The men started to panic. They spoke in frantic Farsi, trying to decide what to do with me, arguing among themselves, giving the team precious time to save the Vandenbergs. One of the men shoved another. He wanted to put me in the shed out back. Surely I wouldn’t live long, especially in this cold. The other wanted to bring me inside and put me in a room so they could keep an eye on me. The third just wanted to shoot me in the head. They were too close. They were going back to Mr. V’s store and getting the package that evening, and risking it all by keeping me alive when they were only going to kill me anyway would be stupid.
I didn’t dare open my eyes, so Angel relayed to me their every move.
“They keep looking outside to see if anyone saw you come up,” he said. “But none of them have thought to check on the Vandenbergs yet.”
We just needed a few minutes.
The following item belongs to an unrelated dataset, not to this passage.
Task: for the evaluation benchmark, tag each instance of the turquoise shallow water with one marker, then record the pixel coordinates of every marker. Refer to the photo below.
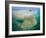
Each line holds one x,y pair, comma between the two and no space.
17,27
Just long enough to get the family untied and out the window.
“Be right back,” he said, then, an instant later, “Okay, they are all untied, and the team is lifting the children out now.”
I fought the spike of elation and found I didn’t have to fight it too hard. One of them kicked me in the gut. He was trying to get me off the porch. They’d decided to tie me up and put me in the shed to die, but no one wanted to pick me up, probably thanks to my inspired decision to pass out in my own vomit. It was also an excellent rape deterrent.
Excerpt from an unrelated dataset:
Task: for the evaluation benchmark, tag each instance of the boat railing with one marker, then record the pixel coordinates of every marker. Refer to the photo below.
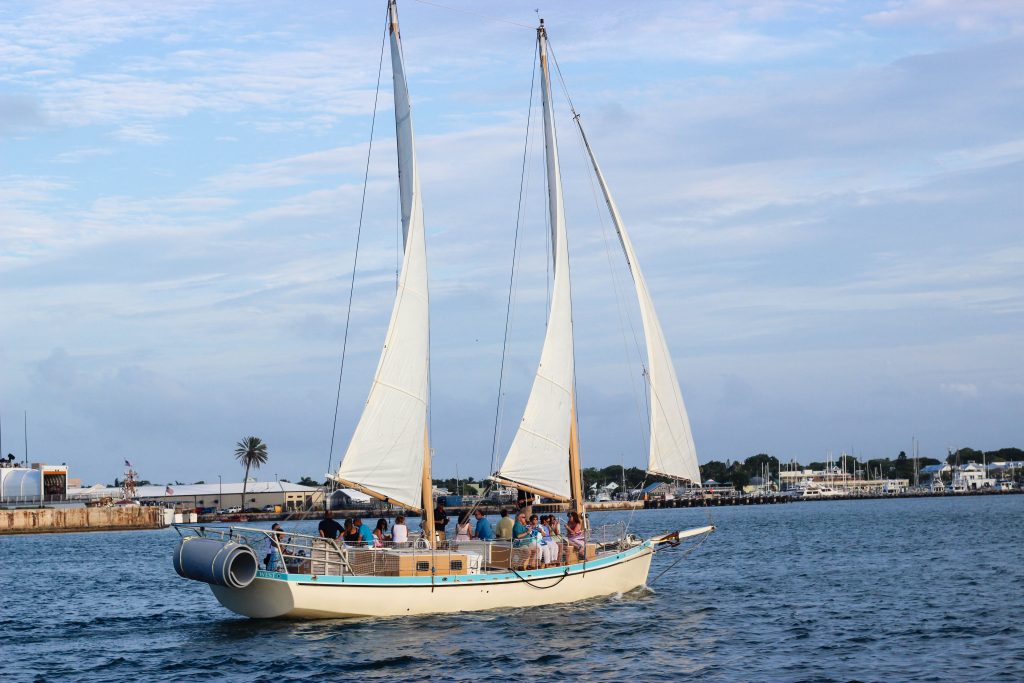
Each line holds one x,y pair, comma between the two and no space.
282,551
My hair was a mess of tangles. And, sadly, the aforementioned vomit. It stuck to the blood on my face so that even if I’d wanted to see, I couldn’t have. The man kicked me again to roll me another couple of feet. Tears pushed past my lashes as the pain ricocheted through me. He finally gave up and picked up one of my booted feet to drag me across the wooden porch.
“He’s going to pull you off the edge,” Angel said. He started to panic. “The side of the porch is at least a five-foot drop. The fall will break your neck. Hold on.” He must’ve done his disappearing act again. He came back almost instantly with “They’re coming down the hall.” He sounded more excited than afraid. “Get ready to run.”
But did the FBI have all the Vandenbergs out? I needed to know.
“The big one is turning around,” he said, the panic filtering back into his voice again. “I think he heard something.”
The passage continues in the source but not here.